Sim, isso me cheira a uma tremenda bobagem, mas, se estamos aqui nos resta torcer pra ser pelo menos bem trabalhado.
A chave abre o submarino e ela estará lá só esperando a galera para voltar com o plot de ilha da semana hahahahaha
#MadisonVIve

Responder
planocritico 17 de outubro de 2020 - 00:03

Tá valendo!!!

#MadisonVive

Abs,
Ritter.

Responder
Elox 15 de outubro de 2020 - 14:04

Nossa, tb espero que tirem qualquer coelho da cartola pra ressurgir a Madison.Excelente personagem que ainda tinha muito a acrescentar. A gente aguenta uma forçação de barra para isso kkkkkkkkkk manda um Deus ex machina aí, direção!

Responder
planocritico 15 de outubro de 2020 - 15:33

Aguentamos mesmo! Podem dizer que ela ficou em coma em um bunker subterrâneo tratada por duendes mágicos que eu aceito!

Abs,
Ritter.

Responder
Sussurrador 15 de outubro de 2020 - 14:04

Imagina a temporada toda ser nesse nível…mas ainda tenho medo só resta torcer!

Responder
planocritico 15 de outubro de 2020 - 15:33

Como alguém que só se desapontou com FTWD, duvido muito!

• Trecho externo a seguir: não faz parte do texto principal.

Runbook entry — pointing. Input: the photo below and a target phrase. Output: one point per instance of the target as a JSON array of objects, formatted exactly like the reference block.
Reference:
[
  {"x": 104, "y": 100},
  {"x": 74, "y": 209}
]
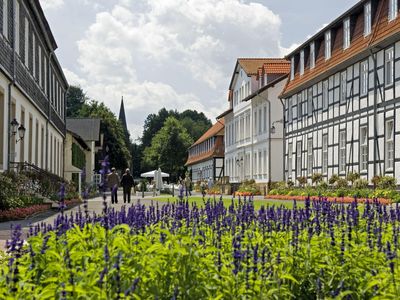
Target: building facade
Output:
[
  {"x": 252, "y": 151},
  {"x": 343, "y": 96},
  {"x": 32, "y": 89},
  {"x": 89, "y": 130},
  {"x": 206, "y": 155}
]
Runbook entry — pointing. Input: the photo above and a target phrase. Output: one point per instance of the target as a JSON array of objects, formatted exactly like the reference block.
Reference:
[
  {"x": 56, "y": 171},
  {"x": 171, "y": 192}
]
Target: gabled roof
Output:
[
  {"x": 87, "y": 128},
  {"x": 216, "y": 129},
  {"x": 251, "y": 65}
]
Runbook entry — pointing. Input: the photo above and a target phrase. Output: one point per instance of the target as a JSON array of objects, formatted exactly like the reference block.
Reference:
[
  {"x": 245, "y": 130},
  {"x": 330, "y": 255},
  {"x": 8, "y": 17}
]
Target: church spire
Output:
[{"x": 122, "y": 118}]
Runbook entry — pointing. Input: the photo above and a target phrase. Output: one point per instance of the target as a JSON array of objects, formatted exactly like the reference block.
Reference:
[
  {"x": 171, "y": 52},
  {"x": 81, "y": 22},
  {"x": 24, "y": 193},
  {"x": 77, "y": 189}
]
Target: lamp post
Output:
[{"x": 14, "y": 129}]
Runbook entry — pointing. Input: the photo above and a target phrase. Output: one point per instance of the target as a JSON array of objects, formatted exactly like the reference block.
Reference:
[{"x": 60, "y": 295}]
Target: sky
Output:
[{"x": 177, "y": 54}]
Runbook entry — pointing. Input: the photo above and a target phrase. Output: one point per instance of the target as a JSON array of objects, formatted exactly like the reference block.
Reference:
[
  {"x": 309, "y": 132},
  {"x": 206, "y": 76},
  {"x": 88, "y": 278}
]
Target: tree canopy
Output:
[{"x": 168, "y": 149}]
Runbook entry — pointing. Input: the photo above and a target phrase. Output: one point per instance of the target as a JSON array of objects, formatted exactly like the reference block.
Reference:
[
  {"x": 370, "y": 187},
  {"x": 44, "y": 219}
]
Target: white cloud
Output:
[
  {"x": 51, "y": 4},
  {"x": 171, "y": 53}
]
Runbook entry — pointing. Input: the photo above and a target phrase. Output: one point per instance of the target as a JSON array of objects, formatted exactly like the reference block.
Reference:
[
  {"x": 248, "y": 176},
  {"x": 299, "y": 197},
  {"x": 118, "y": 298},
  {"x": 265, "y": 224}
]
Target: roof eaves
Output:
[{"x": 323, "y": 30}]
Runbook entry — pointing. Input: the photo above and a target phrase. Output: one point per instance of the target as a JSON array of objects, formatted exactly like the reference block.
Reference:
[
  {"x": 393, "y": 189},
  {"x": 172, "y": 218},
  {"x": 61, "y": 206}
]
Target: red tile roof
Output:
[
  {"x": 216, "y": 129},
  {"x": 251, "y": 65}
]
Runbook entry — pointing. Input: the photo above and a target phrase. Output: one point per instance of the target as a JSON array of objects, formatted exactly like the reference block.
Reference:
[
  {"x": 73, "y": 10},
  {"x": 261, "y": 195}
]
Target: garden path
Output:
[{"x": 94, "y": 205}]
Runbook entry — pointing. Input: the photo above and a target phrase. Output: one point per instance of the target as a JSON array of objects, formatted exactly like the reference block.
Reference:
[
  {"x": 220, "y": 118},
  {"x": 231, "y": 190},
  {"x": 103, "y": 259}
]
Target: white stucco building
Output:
[
  {"x": 252, "y": 150},
  {"x": 32, "y": 90}
]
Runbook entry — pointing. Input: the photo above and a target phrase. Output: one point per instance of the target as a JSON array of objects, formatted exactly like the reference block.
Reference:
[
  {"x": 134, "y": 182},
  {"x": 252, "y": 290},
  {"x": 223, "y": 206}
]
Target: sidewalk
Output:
[{"x": 94, "y": 205}]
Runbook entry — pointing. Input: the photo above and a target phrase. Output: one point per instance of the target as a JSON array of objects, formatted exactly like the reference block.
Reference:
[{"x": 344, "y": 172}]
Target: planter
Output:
[{"x": 331, "y": 199}]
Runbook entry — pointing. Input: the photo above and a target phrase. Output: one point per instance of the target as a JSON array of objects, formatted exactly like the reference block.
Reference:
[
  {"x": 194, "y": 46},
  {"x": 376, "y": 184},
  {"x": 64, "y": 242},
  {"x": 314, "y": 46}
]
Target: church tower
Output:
[{"x": 122, "y": 120}]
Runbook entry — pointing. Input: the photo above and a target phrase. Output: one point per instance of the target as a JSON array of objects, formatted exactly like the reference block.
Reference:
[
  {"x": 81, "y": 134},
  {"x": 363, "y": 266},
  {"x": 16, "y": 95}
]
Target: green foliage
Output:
[
  {"x": 114, "y": 138},
  {"x": 352, "y": 177},
  {"x": 387, "y": 182},
  {"x": 316, "y": 178},
  {"x": 360, "y": 184},
  {"x": 75, "y": 99},
  {"x": 78, "y": 156},
  {"x": 302, "y": 180},
  {"x": 249, "y": 186},
  {"x": 342, "y": 183},
  {"x": 168, "y": 148},
  {"x": 334, "y": 178},
  {"x": 192, "y": 261}
]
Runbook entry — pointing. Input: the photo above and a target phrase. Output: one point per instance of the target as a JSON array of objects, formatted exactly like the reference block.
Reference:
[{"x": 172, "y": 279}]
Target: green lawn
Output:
[{"x": 228, "y": 200}]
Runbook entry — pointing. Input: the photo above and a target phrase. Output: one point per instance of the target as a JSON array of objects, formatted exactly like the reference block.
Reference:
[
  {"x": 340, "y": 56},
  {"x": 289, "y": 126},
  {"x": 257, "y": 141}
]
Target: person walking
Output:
[
  {"x": 113, "y": 184},
  {"x": 127, "y": 183},
  {"x": 188, "y": 186}
]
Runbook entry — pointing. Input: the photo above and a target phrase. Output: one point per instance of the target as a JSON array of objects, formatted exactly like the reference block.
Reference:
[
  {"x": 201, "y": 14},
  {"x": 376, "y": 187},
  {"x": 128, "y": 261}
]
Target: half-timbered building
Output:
[{"x": 342, "y": 100}]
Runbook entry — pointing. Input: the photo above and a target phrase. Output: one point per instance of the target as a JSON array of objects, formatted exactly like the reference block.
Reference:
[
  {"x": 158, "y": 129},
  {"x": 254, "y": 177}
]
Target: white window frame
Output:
[
  {"x": 346, "y": 33},
  {"x": 325, "y": 95},
  {"x": 310, "y": 156},
  {"x": 364, "y": 76},
  {"x": 367, "y": 18},
  {"x": 298, "y": 158},
  {"x": 392, "y": 14},
  {"x": 301, "y": 62},
  {"x": 389, "y": 145},
  {"x": 26, "y": 37},
  {"x": 5, "y": 19},
  {"x": 17, "y": 28},
  {"x": 343, "y": 87},
  {"x": 324, "y": 154},
  {"x": 363, "y": 148},
  {"x": 389, "y": 66},
  {"x": 328, "y": 45},
  {"x": 292, "y": 68},
  {"x": 312, "y": 55},
  {"x": 290, "y": 159},
  {"x": 342, "y": 151}
]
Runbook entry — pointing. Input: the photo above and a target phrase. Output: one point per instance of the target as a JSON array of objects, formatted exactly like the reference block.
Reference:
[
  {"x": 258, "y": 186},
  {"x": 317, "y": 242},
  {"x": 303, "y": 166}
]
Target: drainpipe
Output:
[
  {"x": 284, "y": 137},
  {"x": 12, "y": 83},
  {"x": 49, "y": 112},
  {"x": 375, "y": 111}
]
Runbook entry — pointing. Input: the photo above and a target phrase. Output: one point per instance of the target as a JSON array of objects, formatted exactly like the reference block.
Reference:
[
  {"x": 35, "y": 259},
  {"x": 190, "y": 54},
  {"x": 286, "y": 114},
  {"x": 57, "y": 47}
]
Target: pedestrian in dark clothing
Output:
[
  {"x": 113, "y": 183},
  {"x": 127, "y": 183}
]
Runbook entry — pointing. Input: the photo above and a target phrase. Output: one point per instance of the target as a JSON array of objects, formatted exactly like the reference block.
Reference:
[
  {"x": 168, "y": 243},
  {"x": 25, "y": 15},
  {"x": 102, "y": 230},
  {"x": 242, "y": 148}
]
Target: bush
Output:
[
  {"x": 334, "y": 178},
  {"x": 342, "y": 183},
  {"x": 387, "y": 182},
  {"x": 302, "y": 180},
  {"x": 352, "y": 177},
  {"x": 360, "y": 184},
  {"x": 316, "y": 178}
]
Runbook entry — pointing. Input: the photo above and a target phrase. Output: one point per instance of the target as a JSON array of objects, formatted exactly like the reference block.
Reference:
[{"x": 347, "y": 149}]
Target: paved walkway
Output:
[{"x": 94, "y": 205}]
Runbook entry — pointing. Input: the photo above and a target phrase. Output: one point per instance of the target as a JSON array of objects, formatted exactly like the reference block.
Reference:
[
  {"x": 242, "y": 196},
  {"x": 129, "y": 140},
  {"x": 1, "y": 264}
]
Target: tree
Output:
[
  {"x": 114, "y": 138},
  {"x": 75, "y": 99},
  {"x": 168, "y": 149},
  {"x": 195, "y": 123}
]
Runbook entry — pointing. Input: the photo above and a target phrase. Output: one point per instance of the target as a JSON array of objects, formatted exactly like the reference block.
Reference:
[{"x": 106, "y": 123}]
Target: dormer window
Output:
[
  {"x": 292, "y": 68},
  {"x": 328, "y": 43},
  {"x": 392, "y": 10},
  {"x": 312, "y": 55},
  {"x": 367, "y": 18},
  {"x": 301, "y": 62},
  {"x": 346, "y": 33}
]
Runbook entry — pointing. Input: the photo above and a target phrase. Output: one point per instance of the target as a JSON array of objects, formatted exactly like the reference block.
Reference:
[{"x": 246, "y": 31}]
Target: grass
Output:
[{"x": 228, "y": 200}]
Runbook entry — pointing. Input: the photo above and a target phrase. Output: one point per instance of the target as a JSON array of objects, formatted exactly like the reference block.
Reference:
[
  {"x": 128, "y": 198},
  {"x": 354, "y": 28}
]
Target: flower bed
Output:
[
  {"x": 330, "y": 199},
  {"x": 323, "y": 250},
  {"x": 22, "y": 213}
]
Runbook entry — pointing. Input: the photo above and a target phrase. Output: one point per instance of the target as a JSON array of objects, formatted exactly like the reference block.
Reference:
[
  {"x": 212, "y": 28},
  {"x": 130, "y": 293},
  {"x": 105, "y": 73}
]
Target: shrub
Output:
[
  {"x": 302, "y": 180},
  {"x": 387, "y": 182},
  {"x": 316, "y": 178},
  {"x": 360, "y": 184},
  {"x": 333, "y": 179},
  {"x": 352, "y": 177},
  {"x": 342, "y": 183}
]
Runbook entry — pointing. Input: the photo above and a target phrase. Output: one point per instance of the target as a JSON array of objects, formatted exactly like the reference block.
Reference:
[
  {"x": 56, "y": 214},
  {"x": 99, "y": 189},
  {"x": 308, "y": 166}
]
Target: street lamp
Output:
[{"x": 21, "y": 130}]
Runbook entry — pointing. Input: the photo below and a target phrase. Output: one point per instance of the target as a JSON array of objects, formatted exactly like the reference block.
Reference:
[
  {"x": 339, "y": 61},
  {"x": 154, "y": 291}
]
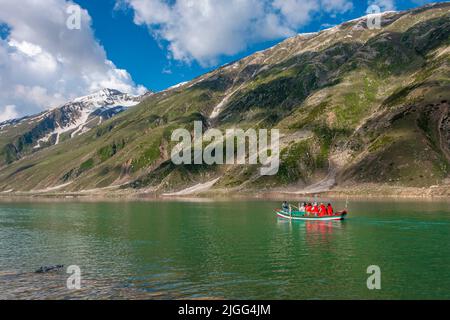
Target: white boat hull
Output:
[{"x": 312, "y": 218}]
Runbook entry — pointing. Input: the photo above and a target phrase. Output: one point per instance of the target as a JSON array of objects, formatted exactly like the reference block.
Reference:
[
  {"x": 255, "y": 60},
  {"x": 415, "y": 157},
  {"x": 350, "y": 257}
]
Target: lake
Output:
[{"x": 235, "y": 249}]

Mas não dizem que a esperança é a última que morre?

Abs,
Ritter.

Responder
Léon 17 de outubro de 2020 - 00:03

“Mas a esperança sempre cai vitimada pela razão.” (Esperança – Fábulas).

Desculpa, Ritter. Nada contra você ou contra a série. Não a acompanho (sim, mas venho comentar aqui kkkkkkkkkkkkk). Todavia, estou lendo novamente Fábulas nesta quarente e quando li seu comentário, senti-me compelido a transcrever as palavras da própria Esperança sobre isto. Parafraseando a Esperança: afinal, a razão é a única falha fatal dela.

P.S: Por favor, não me exile deste site!!!!

Responder
planocritico 17 de outubro de 2020 - 12:56

Ninguém que lê e relê Fábulas, aquela maravilha, merece exílio!

Abs,
Ritter.

Responder
Léon 17 de outubro de 2020 - 12:59

É uma maravilha mesmo. Mostrou como é possível dar uma roupagem adulta nos contos clássicos sem tirar a essência de cada um (embora, os contos de fada originais, repassados pela tradição oral, geralmente não eram tão infantis assim…) como também é possível criar uma grande história com universos compartilhados respeitando cada história e fazendo um trabalho acima da média.